Avvocati internazionali che rappresentano il governo della Repubblica Democratica del Congo affermano di avere prove secondo le quali Apple otterrebbe minerali provenienti da zone di conflitto nel Congo orientale.
Lo riferisce Reuters spiegando che gli avvocati prima citati vogliono conoscere dettagli sulla gestione della catena di approvvigionamento della Mela, riferendo ancora di stare vagliando “opzioni legali”.
Lo scorso mese il governo della Repubblica democratica del Congo ha segnalato a Apple timori relativi aif ornitori di quest’ultima, riferendo di minerali provenienti da zone di conflitto. Il 22 aprile un gruppo di legali internazionali in nome e per conto dello Stato congolese ha inviato un elenco di domande a Apple, esigendo risposte entro tre settimane, stando a quanto riportato in una dichiarazione sul sito web dell’avvocato Robert Amsterdam. La dichiarazione arriva in concomitanza della pubblicazione di un report che accusa la confinante Ruanda di riciclare stagno, tungsteno e tantalio – minerali conosciuti come “le 3 T” (dalle loro iniziali in inglese), minerali presenti in tutti i prodotti elettronici di consumo, ma usati anche in settori quali gioielleria, settore automobilistico, aerospaziale, attrezzature mediche, ecc.
“Anno dopo anno Apple vende tecnologia realizzata con minerali ottenuti da aree nelle quali le popolazioni sono devastate da gravi violazioni dei diritti umani”, scrive Amsterdam sul suo blog. “Benché Apple affermi di controllare l’origine dei minerali usati per realizzare suoi prodotti, tali affermazioni non sembrano basate su prove concrete e verificabili”, continua il legale. “Gli occhi del mondo sono ampiamente chiusi: la produzione di questi tre minerali chiave in Ruanda è prossima alla zero ma le grandi aziende del mondo IT continuano a indicare che i loro minerali arrivano dal Ruanda” (quest’ultimo è uno dei maggiori esportatori di minerali “incriminanti” al mondo, nonostante abbia poche miniere di produzione propria).
Il sito Nigrizia scrive che la ministro delle Miniere della Repubblica democratica ddel Congo, Antoinette N’Samba Kalambayi, lo scorso 8 maggio ha chiesto un embargo globale sulle esportazioni di minerali dal Ruanda: “Tutti i prodotti minerari del Rwanda dovrebbero essere considerati ‘minerali di sangue’ perché la loro vendita alimenta il conflitto nella parte orientale della Repubblica del Congo”. E ancora: “Tutte le parti interessate, compresi i consumatori finali dei prodotti minerari devono impegnarsi a rispettare una catena di approvvigionamento responsabile e deve essere imposto un embargo contro il Rwanda”. L’appello della ministra congolese fa seguito a una serie di interventi di pressione del governo nei confronti di ‘agenti esterni’ direttamente o indirettamente coinvolti mercato dei minerali.

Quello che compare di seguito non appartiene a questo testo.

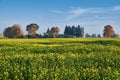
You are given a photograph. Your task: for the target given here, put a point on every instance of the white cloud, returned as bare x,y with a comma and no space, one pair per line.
57,11
116,8
76,12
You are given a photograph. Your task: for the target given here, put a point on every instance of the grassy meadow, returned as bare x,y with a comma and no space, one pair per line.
60,59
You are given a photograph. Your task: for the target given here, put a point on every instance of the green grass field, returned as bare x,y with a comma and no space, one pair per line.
60,59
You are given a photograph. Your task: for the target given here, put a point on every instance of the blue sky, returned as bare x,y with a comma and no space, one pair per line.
93,15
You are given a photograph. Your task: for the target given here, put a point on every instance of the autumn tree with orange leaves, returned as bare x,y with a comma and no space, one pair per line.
108,31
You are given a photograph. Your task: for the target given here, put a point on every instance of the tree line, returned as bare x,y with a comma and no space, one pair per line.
16,31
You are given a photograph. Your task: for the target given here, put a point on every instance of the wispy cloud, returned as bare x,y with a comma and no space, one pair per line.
58,11
77,11
116,8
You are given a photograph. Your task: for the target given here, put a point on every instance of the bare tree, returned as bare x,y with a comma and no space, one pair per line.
32,28
13,32
108,31
54,31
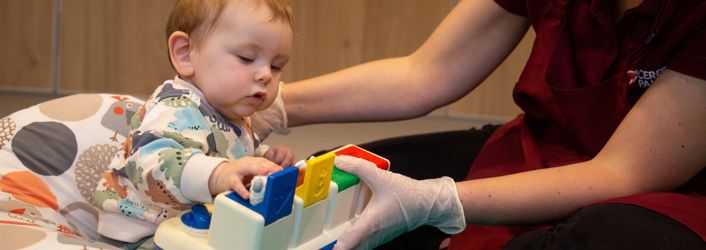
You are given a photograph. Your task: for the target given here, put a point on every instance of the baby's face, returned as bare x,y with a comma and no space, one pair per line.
238,66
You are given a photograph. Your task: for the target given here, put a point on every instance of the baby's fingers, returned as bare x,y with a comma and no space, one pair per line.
239,188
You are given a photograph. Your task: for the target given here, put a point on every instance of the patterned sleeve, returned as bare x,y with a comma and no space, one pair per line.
164,167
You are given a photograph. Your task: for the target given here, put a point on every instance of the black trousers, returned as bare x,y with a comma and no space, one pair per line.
608,226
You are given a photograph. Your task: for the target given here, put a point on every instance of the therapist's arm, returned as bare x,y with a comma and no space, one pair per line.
658,146
469,43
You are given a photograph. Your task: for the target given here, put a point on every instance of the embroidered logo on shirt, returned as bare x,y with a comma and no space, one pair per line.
644,78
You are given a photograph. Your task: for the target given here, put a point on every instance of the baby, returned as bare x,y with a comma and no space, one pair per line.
192,139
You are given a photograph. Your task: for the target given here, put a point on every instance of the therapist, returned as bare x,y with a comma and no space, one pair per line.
608,154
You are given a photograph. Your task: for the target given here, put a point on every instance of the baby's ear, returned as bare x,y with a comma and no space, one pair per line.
179,47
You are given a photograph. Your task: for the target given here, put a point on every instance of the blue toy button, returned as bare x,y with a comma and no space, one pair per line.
197,218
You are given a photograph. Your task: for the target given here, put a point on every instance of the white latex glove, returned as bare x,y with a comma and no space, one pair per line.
399,204
272,119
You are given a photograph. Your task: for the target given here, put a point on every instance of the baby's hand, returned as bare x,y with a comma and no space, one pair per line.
234,174
280,155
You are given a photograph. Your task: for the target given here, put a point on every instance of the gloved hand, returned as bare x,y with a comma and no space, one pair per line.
399,204
272,119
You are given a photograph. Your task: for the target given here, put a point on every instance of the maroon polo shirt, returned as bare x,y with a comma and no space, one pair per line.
583,75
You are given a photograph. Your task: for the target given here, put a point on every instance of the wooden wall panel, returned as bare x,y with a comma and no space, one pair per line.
332,35
114,46
26,45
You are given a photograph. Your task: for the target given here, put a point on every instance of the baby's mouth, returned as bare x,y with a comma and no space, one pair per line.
258,97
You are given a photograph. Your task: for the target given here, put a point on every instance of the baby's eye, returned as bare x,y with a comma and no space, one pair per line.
245,59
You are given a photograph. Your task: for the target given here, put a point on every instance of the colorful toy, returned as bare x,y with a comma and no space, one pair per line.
283,216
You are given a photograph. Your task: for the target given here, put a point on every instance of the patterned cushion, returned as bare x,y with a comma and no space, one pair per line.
51,157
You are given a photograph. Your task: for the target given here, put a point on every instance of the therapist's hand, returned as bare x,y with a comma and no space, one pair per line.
399,204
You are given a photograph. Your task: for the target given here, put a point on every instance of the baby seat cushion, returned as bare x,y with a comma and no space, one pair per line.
51,157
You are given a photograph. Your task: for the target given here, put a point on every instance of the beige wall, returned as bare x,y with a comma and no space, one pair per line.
68,46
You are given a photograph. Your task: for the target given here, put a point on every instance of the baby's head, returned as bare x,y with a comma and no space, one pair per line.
232,50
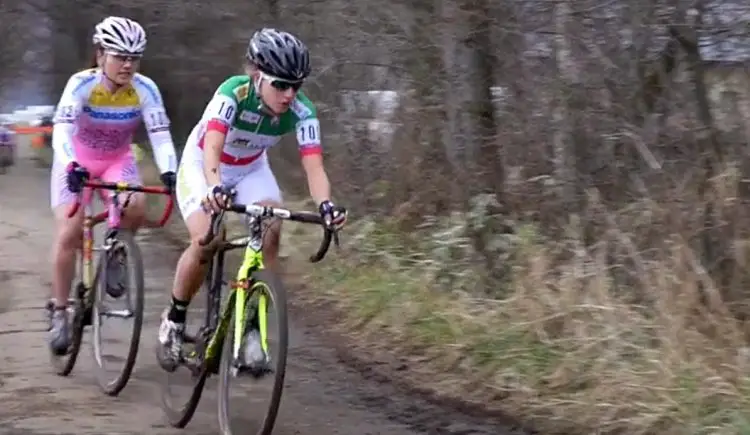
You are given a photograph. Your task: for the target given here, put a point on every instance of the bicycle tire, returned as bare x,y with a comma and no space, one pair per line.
278,299
64,364
125,240
179,418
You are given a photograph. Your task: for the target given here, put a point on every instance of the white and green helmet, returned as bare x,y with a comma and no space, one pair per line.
120,34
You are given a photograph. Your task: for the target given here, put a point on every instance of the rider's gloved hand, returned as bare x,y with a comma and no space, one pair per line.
217,198
169,179
333,215
77,176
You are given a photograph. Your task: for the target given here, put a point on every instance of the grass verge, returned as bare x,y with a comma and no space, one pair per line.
558,343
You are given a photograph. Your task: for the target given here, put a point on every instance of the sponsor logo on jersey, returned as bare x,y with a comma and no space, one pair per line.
102,97
109,115
252,140
250,117
300,109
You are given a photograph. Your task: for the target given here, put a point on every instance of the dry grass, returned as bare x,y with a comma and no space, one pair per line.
561,344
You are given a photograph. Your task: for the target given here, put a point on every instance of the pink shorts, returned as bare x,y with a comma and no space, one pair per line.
122,168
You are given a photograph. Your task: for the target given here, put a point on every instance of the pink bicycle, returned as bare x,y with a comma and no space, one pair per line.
87,305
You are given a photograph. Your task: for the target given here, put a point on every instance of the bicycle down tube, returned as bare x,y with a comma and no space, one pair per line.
253,260
112,214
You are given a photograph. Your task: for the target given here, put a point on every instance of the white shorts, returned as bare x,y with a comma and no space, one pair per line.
254,182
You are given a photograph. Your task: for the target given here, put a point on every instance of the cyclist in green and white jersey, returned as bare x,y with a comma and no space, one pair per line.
227,149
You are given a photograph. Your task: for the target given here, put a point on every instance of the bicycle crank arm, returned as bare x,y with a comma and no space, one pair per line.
120,314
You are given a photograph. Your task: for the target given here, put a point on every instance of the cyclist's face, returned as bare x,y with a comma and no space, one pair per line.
120,67
278,94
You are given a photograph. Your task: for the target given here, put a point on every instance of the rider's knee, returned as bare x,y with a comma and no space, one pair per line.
69,235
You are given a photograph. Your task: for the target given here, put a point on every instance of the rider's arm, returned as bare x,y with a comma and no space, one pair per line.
65,118
218,116
157,125
308,139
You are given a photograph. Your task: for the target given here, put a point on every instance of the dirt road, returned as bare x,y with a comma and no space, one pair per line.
321,395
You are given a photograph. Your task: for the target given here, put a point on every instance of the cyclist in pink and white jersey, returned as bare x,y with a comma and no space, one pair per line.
98,113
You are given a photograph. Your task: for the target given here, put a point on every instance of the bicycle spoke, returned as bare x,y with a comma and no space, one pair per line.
124,247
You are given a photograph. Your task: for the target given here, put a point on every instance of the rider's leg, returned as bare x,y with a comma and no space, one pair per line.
260,187
67,241
191,268
124,169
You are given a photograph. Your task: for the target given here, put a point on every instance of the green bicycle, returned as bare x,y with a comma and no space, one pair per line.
216,347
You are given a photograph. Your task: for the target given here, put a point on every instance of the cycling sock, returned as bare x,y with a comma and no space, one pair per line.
178,311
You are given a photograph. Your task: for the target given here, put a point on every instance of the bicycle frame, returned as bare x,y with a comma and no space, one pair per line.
113,216
240,290
252,261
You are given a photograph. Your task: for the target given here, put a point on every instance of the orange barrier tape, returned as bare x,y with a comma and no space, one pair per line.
32,130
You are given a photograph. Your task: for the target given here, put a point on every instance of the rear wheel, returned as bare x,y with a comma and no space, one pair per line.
132,301
265,285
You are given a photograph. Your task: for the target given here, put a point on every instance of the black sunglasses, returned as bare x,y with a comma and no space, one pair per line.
283,85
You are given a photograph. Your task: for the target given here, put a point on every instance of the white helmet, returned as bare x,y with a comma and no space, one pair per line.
120,34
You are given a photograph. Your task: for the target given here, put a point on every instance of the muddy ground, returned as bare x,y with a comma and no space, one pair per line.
323,395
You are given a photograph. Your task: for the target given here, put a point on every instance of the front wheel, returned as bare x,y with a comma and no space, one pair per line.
130,302
266,286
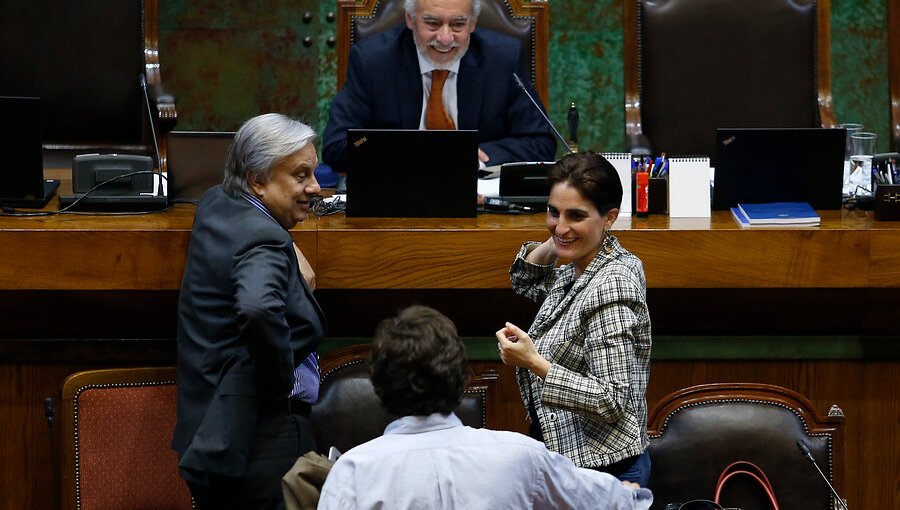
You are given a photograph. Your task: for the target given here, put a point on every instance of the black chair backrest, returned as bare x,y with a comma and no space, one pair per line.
697,432
705,64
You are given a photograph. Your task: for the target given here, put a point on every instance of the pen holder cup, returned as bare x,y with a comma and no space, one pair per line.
887,202
659,195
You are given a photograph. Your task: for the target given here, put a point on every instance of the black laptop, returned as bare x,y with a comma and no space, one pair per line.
22,182
525,183
759,165
195,162
412,173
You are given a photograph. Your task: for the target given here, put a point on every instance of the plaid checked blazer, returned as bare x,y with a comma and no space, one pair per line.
593,405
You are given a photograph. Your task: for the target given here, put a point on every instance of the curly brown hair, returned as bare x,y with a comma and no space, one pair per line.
418,363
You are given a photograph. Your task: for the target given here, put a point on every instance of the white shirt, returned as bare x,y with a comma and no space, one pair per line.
449,93
435,462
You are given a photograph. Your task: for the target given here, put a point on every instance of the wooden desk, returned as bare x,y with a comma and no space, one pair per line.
147,252
849,250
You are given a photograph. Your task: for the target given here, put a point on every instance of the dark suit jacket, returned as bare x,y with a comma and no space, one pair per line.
245,319
384,91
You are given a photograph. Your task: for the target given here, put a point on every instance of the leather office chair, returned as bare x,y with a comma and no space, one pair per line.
349,412
83,59
528,21
117,425
696,432
692,66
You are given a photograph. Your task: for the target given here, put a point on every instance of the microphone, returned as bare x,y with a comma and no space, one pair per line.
808,454
541,111
143,81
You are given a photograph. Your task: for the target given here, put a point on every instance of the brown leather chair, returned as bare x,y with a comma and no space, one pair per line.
894,56
696,432
84,59
692,66
349,412
117,425
528,21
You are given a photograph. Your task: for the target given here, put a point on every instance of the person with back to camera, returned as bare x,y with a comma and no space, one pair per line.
389,82
583,365
248,324
427,459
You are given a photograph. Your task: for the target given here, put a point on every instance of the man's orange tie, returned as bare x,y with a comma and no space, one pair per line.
435,115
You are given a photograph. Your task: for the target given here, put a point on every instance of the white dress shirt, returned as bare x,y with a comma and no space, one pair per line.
436,462
449,94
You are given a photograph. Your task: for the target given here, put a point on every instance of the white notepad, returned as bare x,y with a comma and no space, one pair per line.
689,192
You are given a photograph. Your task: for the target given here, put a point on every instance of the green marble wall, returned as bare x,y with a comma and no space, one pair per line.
227,60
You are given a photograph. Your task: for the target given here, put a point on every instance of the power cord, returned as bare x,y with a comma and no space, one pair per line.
11,211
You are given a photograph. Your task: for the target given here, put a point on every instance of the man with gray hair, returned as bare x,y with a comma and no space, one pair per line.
248,324
438,72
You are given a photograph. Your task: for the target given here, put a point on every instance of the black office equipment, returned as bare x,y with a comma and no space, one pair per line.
196,162
22,182
412,173
758,165
525,183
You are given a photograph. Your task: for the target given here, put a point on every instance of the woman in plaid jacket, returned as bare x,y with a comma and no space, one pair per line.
583,365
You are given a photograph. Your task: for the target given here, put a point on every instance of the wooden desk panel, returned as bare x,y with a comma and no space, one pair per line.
677,253
104,252
147,252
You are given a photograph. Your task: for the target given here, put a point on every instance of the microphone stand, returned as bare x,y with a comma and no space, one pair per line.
541,111
143,79
808,454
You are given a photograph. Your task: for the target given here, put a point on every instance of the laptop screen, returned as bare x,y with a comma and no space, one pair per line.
195,162
759,165
412,173
22,177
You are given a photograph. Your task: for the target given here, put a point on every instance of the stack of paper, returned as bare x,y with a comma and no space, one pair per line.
781,214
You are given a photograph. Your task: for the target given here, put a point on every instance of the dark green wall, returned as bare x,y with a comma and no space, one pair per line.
228,61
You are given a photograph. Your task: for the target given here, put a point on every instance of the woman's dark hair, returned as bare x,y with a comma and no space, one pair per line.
592,175
418,363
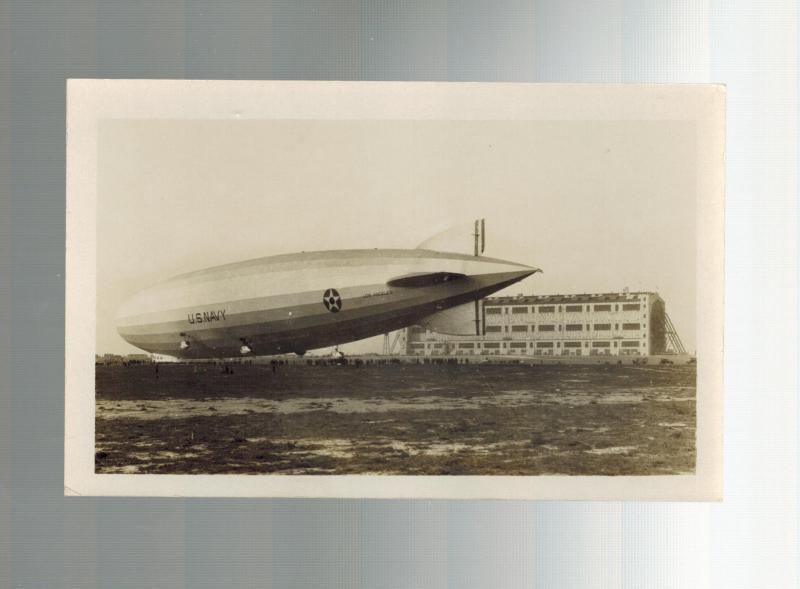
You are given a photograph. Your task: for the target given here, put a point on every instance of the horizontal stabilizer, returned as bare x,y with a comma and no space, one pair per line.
424,279
454,321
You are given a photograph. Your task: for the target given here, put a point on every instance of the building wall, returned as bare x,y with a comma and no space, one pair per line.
558,325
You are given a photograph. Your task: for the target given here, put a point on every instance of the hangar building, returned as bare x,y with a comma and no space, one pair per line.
607,324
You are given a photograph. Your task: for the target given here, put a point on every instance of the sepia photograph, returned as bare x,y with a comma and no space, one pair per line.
455,286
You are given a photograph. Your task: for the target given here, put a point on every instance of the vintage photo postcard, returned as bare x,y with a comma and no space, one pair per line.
395,290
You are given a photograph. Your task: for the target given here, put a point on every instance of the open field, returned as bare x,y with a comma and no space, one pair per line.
452,419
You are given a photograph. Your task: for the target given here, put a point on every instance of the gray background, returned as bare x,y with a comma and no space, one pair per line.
749,540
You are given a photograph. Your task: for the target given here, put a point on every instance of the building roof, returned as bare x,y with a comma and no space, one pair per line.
607,297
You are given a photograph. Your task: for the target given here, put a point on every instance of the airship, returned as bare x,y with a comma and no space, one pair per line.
292,303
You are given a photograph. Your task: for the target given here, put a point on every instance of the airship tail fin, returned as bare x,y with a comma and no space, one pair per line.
419,279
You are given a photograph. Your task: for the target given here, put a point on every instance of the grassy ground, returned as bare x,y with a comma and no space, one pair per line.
396,419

Tra questi Apple, accusata di impiegare minerali che si ritiene siano contrabbandati dal Congo.
Non è la prima volta che Apple è accusata di usare “minerali di conflitto”, provenienti da zone del mondo in cui sono in corso conflitti e che influiscono sull’estrazione e sul commercio degli stessi. La commercializzazione di questi minerali è una importante fonte di finanziamento per i signori della guerra nella regione della Repubblica democratica del Congo e comportya un aumento della violenza che affligge la regione da decenni.
Apple effettua ogni anno degli audit, impegnandosi a ottenere materiali Conflict-free e fa parte della Public-Private Alliance for Responsible Minerals Trade, un’iniziativa congiunta con cui governi, imprese e privati affrontano il problema dei cosiddetti “minerali insanguinati” nella Repubblica Democratica del Congo. Più volte ha interrotto rapporti di lavoro con fornitori dell’area geografica in questione, rilevando preoccupazioni per le loro attività minerarie in aree di conflitto armato.